The hidden value in The Monkey’s $63m purchase price
The $63m sale of The Monkeys to Accenture was widely acknowledged with shock and confusion, with many considering the two companies’ cultures as fundamentally incompatible. In actual fact, the rare combination of creative and analytic minds might actually shoot the two businesses into the stratosphere, writes Antony Giorgione.

The Monkeys: Michael Buckley, Mark Green, Scott Nowell and Justin Drape
In his book ‘The Power of Habit’, Charles Duhigg told the story of the Aluminum Company of America’s CEO Paul O’Neill.
The Aluminum Company of America (Alcoa) was an industrial behemoth, and in 1987 it was bleeding customers and profits due to poor management decisions. The internal culture was riven with frustration – at one point 15,000 employees went on strike.
You are assuming Accenture management consultants will work hand-in-hand with Moneys creative dudes, to bring some sort of incredible lateral-thinking solutions to business problems, which until this point have escaped the best and brightest law and MBA graduates of our time.
Quite a long bow to draw
Thanks for the feedback @Maybe.
I agree there will be massive cultural differences to overcome. In the first instance, the alphas in management consulting will not appreciate these newcomers treading on their space. So The Monkeys will have to navigate the realpolitik of life inside a number crunching giant.
Though I cannot support my theory of commodification within the management consulting space, there is another factor to consider.

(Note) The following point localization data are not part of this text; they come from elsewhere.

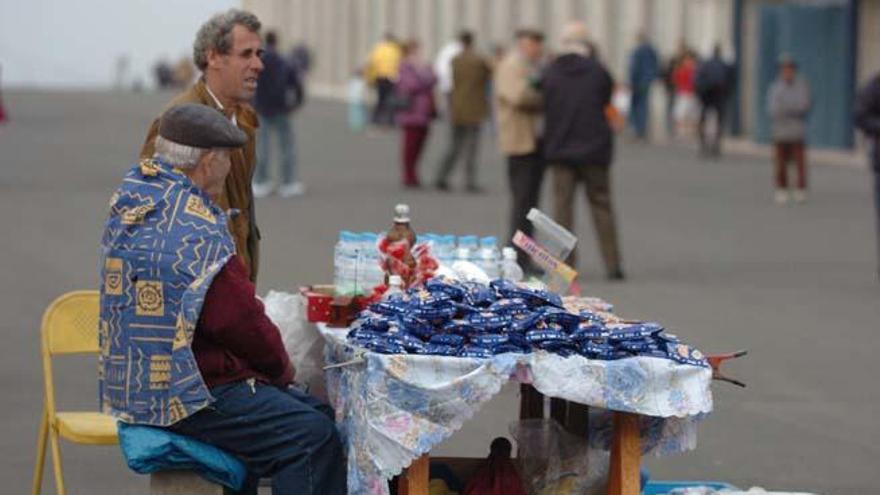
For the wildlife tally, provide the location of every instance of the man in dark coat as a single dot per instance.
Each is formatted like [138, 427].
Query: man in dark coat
[713, 81]
[643, 68]
[578, 142]
[469, 107]
[867, 117]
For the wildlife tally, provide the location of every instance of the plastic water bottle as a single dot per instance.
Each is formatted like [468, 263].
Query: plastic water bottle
[445, 249]
[395, 286]
[469, 244]
[510, 269]
[344, 262]
[490, 257]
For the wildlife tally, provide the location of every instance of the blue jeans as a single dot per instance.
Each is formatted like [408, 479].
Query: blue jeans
[287, 435]
[281, 126]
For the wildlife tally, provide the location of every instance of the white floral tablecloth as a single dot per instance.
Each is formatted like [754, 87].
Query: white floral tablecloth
[394, 408]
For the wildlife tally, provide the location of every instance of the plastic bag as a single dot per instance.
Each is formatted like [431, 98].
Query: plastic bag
[302, 341]
[555, 462]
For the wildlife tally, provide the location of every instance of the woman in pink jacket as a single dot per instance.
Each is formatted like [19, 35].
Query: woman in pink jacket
[414, 98]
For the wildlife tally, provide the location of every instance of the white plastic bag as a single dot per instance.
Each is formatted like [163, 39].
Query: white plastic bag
[301, 339]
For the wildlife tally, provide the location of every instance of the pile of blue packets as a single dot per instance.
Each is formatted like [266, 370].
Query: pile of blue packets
[468, 319]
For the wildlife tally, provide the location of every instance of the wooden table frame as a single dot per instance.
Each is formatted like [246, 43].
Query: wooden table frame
[623, 475]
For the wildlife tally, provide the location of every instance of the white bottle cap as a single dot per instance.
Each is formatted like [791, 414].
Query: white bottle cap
[401, 213]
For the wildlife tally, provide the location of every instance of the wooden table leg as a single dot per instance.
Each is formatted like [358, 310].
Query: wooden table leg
[414, 480]
[626, 456]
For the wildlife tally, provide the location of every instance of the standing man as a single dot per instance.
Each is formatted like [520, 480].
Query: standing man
[518, 110]
[279, 93]
[227, 51]
[185, 343]
[381, 71]
[867, 117]
[643, 69]
[788, 103]
[712, 82]
[469, 107]
[578, 141]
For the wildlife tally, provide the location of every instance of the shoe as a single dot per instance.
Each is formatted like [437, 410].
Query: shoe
[291, 190]
[263, 189]
[781, 196]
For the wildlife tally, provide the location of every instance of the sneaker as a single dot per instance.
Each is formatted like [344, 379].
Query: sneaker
[291, 190]
[781, 196]
[263, 189]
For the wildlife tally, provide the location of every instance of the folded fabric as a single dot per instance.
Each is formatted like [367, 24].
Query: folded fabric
[148, 449]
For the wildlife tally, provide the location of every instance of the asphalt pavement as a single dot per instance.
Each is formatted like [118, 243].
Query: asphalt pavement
[705, 249]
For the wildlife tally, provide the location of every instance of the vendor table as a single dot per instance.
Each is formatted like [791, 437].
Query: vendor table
[394, 408]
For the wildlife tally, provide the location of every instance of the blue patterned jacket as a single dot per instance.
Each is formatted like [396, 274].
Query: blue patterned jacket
[163, 243]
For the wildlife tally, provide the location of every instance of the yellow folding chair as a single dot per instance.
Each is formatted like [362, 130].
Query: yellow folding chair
[70, 326]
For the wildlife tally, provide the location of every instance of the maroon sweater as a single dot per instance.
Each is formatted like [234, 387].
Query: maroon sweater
[234, 339]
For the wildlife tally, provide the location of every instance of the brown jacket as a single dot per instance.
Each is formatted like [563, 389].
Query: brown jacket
[518, 106]
[470, 80]
[238, 194]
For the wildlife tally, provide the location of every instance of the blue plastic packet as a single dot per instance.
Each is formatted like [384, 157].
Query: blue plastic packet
[535, 336]
[385, 347]
[390, 308]
[685, 354]
[640, 346]
[633, 331]
[435, 313]
[474, 351]
[424, 298]
[510, 348]
[591, 317]
[511, 307]
[489, 340]
[560, 347]
[590, 331]
[441, 350]
[466, 309]
[518, 339]
[460, 327]
[477, 294]
[525, 322]
[410, 342]
[488, 321]
[450, 339]
[446, 286]
[415, 326]
[504, 288]
[566, 320]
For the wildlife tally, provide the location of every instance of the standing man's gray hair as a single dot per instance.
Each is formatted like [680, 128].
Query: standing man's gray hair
[216, 34]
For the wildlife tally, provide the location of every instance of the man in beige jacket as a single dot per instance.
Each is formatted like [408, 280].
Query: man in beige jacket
[518, 112]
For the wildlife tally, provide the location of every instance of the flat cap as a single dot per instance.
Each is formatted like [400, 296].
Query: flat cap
[200, 126]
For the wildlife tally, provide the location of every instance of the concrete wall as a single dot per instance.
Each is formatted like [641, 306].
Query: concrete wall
[341, 32]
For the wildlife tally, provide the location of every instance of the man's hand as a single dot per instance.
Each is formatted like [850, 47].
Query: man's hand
[286, 378]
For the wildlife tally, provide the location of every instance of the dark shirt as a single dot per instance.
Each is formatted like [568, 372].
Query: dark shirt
[867, 115]
[713, 80]
[279, 88]
[576, 91]
[234, 339]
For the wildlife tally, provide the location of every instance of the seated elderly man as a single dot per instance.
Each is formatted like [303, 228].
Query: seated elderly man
[185, 343]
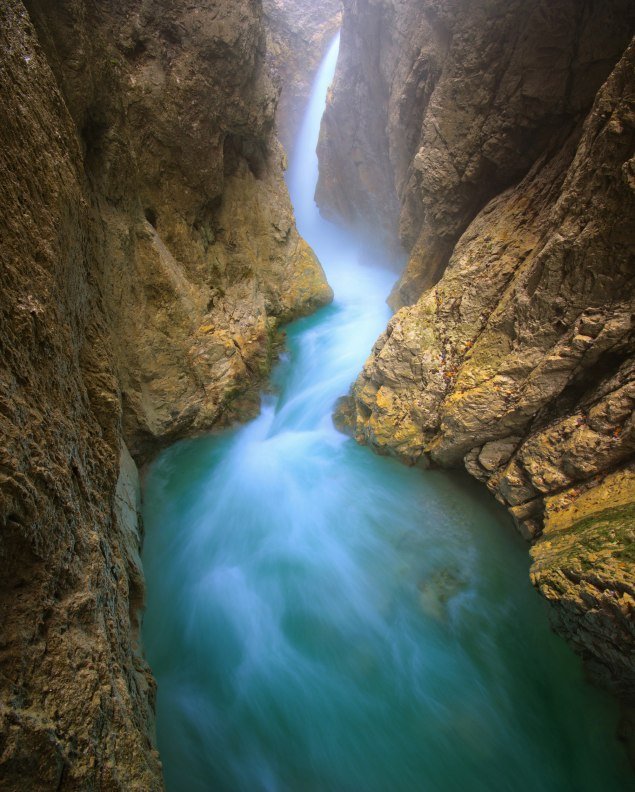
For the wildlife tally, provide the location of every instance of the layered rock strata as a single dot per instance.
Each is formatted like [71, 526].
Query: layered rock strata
[148, 252]
[506, 161]
[298, 33]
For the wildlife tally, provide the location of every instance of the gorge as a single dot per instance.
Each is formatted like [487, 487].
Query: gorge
[318, 617]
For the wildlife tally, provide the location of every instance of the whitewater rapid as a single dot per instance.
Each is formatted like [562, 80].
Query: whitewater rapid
[320, 618]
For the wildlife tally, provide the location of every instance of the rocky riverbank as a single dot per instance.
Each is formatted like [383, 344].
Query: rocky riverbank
[149, 252]
[495, 144]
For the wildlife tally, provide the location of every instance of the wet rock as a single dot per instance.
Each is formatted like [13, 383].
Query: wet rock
[507, 169]
[148, 255]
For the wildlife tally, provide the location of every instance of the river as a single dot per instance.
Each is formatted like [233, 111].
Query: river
[321, 619]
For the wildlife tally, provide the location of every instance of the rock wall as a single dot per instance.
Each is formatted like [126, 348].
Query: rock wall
[299, 32]
[148, 252]
[508, 133]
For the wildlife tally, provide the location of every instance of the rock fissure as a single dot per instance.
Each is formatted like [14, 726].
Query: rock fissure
[516, 207]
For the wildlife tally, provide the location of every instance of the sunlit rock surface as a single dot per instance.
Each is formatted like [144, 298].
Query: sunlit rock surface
[505, 158]
[148, 252]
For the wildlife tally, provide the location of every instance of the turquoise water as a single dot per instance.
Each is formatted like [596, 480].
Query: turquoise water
[323, 619]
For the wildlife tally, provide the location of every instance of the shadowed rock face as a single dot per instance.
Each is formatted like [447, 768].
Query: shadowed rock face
[298, 33]
[148, 253]
[508, 137]
[440, 105]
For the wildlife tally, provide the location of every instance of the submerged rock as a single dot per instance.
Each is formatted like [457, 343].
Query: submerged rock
[496, 142]
[149, 253]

Private equity supplanted the management consulting sector in providing the best of the best graduates with a more effective path to greatness. Their model involves a highly concentrated synthesis of business process, and the ownership of the business undergoing change was owned or controlled by the private equity business, which means fewer hurdles to implementation.
But now the constituents of this sector too are at some sort of parity.
And we presently have Silicon Valley vacuuming up those best of the best.
Agree with you on this. I think the management consulatncies are struggling for growth and hence are sweeping up marketing agencies to help with growth and expand service offering. Unlike you, I dont think the end game is to combine the talents of creatives and management consulting to form some sort of hybrid consultant offering (though that does sound cool). Just too many internal hurdles / cultures / egos to get over to make that happen in the short term at least.
But hey, the world moves quickly.. come back in 2 years and lets see how successful the acquisition is, and if they have integrated anything at all
My very rough estimation is that they will be able to demonstrate part-of-business change (i.e. within another silo that’s not specifically marketing nor IT) within three years, and 5+ years for a whole-of-business case study to emerge. Aeons in this fast paced world.
It’s entirely possible that none of the current Monkeys staff will strike this gold themselves, but that they might provide an internal filter/school for future graduates (the best creative I ever worked with won AWARD school after tertiery studies in accounting).
As I mentioned, you can’t bottle this, so this piece is very pie in the sky. But with automation encroaching upon process-driven tasks, I think the accounting majors are looking elsewhere to bolster their capabilities.
I like it!
Thanks Gezza
I congratulate the author for trying to raise the bar on this but it’s wishful.
Accenture wants a slice of the creative comms pie. Plain and simple.
Consultants have been number crunching ideas for donkeys. Ideas have been coming from consultants, technologists, innovators, designers for years so infering creative agencies are now the untapped holy grail for breakthrough thinking in business contexts, I’m unconvinced.
Take a look at previous purchases there and how they’ve been utilised and succeeded (or not).
Yes, I agree most of the valuation sits with creative comms.
But let me quote a specific question from Campaign Brief and answer from Justin Drape…
‘What kind of business transformation capabilities can the agency now present to clients?
We can now go a lot deeper when it comes to understanding business objectives beyond marketing. We’re still going to be focussed on providing strategic thinking and creative solutions but, whenever the opportunity presents itself, the strategy and ideas will be more seamlessly connected to the insights gleaned from the business platforms and customers needs that Accenture Interactive have established.’